I let the times with the development version of React, because I started with and used the production version afterwards. They should not be taken into account, it’s not relevant in our case.

Type 1,000 rows 10,000 rows Ratio
CSS (debug) 650ms-750ms 6,000ms ~x10
Inline (debug) 1,000ms-1100ms 10,000ms ~x10
CSS 310ms 2,300ms ~x7.5
Inline 600ms 4,900ms ~x8
x2 x2.1

It takes twice the time to convert our virtual DOM with inline styles to DOM and mount it.

The delta decreases with less rows but it’s still significant: 70ms (css) against 105ms (inline) for 100 rows (x1.5).

Rendering time

The DOM is mounted, the browser needs to render the table.

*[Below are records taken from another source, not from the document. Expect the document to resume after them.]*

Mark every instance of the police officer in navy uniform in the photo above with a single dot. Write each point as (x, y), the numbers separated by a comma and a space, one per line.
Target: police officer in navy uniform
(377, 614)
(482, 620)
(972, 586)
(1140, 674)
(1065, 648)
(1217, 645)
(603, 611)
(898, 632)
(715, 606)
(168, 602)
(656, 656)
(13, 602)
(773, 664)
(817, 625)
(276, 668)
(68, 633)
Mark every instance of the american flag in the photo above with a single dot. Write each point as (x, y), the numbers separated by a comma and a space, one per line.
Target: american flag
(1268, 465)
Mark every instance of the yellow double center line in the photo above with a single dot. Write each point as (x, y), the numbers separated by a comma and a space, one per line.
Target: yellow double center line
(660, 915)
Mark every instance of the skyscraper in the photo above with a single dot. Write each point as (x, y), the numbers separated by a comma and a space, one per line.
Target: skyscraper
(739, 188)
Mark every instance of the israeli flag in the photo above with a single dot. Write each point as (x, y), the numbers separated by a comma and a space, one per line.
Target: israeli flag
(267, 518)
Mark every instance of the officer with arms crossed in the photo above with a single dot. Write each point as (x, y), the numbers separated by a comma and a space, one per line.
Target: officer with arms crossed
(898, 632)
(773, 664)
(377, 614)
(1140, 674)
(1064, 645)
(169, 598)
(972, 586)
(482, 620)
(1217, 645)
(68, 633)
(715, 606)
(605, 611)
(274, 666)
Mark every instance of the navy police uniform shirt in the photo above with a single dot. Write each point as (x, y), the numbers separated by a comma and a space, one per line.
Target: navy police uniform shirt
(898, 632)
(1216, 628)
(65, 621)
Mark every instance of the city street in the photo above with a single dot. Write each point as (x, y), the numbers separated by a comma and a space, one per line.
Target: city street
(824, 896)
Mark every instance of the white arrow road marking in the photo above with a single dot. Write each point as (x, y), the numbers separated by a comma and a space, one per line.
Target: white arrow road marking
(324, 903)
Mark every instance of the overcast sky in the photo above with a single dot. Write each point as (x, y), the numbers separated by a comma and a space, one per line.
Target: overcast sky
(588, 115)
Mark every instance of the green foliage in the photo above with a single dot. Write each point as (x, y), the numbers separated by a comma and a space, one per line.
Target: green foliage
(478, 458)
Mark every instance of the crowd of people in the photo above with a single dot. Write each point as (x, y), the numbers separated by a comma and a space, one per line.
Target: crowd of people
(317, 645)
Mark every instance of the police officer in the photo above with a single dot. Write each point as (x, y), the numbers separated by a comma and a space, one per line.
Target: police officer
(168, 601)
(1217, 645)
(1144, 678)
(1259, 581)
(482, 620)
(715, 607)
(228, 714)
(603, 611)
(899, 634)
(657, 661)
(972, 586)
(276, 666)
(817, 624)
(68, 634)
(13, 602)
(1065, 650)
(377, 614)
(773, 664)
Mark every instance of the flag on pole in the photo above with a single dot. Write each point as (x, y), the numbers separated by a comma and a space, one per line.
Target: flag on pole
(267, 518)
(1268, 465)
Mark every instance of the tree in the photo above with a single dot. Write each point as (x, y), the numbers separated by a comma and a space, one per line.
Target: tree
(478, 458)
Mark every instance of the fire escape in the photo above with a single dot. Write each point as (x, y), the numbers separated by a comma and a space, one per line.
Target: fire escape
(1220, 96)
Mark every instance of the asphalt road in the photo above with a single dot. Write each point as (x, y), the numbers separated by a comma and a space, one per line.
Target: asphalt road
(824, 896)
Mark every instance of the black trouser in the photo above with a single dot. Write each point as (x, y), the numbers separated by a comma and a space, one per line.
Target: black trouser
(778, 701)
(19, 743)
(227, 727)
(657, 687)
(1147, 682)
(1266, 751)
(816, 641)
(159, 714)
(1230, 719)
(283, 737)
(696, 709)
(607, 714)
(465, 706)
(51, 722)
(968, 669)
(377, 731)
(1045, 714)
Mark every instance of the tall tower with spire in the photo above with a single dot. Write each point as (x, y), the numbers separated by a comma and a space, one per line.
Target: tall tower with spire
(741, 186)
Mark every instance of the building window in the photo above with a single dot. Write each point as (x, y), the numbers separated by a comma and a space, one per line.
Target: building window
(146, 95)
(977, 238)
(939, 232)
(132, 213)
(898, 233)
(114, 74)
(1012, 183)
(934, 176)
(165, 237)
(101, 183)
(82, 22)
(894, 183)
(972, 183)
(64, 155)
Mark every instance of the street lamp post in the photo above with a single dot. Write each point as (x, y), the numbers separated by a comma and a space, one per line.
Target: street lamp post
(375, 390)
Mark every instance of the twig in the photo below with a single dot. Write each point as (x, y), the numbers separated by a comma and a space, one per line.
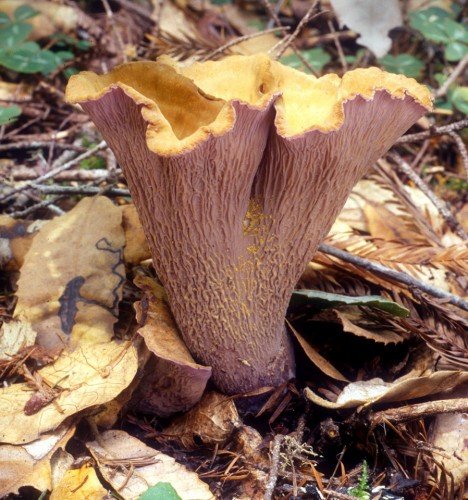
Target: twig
(33, 208)
(420, 410)
(85, 190)
(275, 459)
(287, 41)
(276, 20)
(54, 171)
(457, 71)
(433, 132)
(39, 144)
(461, 149)
(438, 203)
(338, 46)
(393, 275)
(23, 173)
(241, 39)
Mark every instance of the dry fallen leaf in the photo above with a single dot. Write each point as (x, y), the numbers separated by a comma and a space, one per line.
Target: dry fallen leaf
(30, 464)
(449, 433)
(91, 375)
(319, 361)
(173, 382)
(131, 468)
(71, 280)
(377, 391)
(79, 484)
(15, 240)
(354, 321)
(15, 336)
(212, 420)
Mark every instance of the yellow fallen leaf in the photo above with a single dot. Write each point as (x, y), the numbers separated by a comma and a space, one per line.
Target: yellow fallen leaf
(131, 468)
(29, 465)
(79, 484)
(91, 375)
(71, 280)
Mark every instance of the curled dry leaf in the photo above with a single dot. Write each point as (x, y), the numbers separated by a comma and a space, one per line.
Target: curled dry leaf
(317, 359)
(72, 276)
(212, 420)
(79, 484)
(172, 382)
(377, 391)
(15, 240)
(30, 464)
(450, 434)
(131, 468)
(90, 375)
(355, 321)
(365, 17)
(15, 336)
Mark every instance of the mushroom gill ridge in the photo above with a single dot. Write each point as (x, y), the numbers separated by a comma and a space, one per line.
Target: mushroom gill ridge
(238, 168)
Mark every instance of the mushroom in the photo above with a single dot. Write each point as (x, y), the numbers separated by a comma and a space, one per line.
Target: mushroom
(238, 169)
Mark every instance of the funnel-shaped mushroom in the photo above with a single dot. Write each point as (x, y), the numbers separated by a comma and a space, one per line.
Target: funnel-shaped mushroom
(238, 169)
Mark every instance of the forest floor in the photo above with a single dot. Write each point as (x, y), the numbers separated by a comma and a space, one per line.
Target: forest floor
(378, 408)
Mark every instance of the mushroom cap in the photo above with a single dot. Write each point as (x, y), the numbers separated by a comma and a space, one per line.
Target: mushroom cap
(185, 105)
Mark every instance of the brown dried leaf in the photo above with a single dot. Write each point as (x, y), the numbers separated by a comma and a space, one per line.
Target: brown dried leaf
(131, 468)
(89, 376)
(377, 391)
(79, 484)
(354, 321)
(212, 420)
(450, 434)
(15, 336)
(71, 279)
(15, 240)
(172, 382)
(30, 464)
(317, 359)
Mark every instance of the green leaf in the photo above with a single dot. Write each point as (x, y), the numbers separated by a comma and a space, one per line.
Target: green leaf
(25, 61)
(459, 98)
(404, 64)
(161, 491)
(14, 34)
(455, 51)
(323, 300)
(317, 58)
(24, 12)
(430, 23)
(455, 31)
(8, 114)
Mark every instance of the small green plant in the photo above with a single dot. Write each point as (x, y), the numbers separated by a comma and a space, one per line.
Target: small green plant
(317, 58)
(361, 491)
(439, 26)
(161, 491)
(8, 114)
(405, 64)
(23, 56)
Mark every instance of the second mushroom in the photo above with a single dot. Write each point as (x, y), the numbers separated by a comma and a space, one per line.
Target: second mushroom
(238, 168)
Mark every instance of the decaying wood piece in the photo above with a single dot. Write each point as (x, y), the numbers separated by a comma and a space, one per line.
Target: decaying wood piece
(238, 169)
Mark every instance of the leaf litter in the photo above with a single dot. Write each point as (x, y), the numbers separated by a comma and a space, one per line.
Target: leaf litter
(73, 364)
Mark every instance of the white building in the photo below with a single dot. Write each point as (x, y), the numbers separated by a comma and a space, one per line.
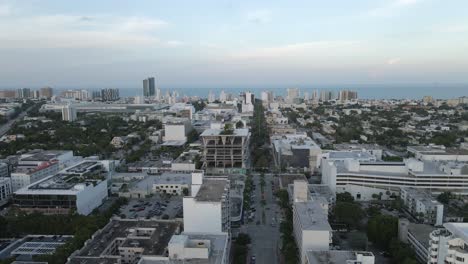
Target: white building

We assume it will take longer to render the inline styles, because it has more to parse and store every style attribute of every td.

Type 1,000 rows 10,000 rows Ratio
CSS (debug) 1,100ms-1,200ms 9,500ms ~x10
Inline (debug) 1,500-1,600ms 14,000ms ~x10
CSS 720ms 6,000ms ~x8
Inline 1,080ms 9,400ms ~x8.7
x1.5 x1.56

There is still a small overhead.

I guess those performances are quite browser-dependent.

What about another browser ? Let’s try with Edge.

I gave a try on Edge with 10,000 rows:

Type mount time rendering time
CSS 4,115ms 11,591ms
Inline 11,418ms 21,113ms
x2.7 x1.8

The numbers are the double of Chrome’s numbers. :cry:

Conclusion

That was the expected behavior. At least, we have some numbers now.

Inline styles take way more size in the DOM, are converted more slowly from VDOM (have probably a bigger impact on memory), and take more time to be handled by the browser.

But they have no impact on performance once it’s rendered.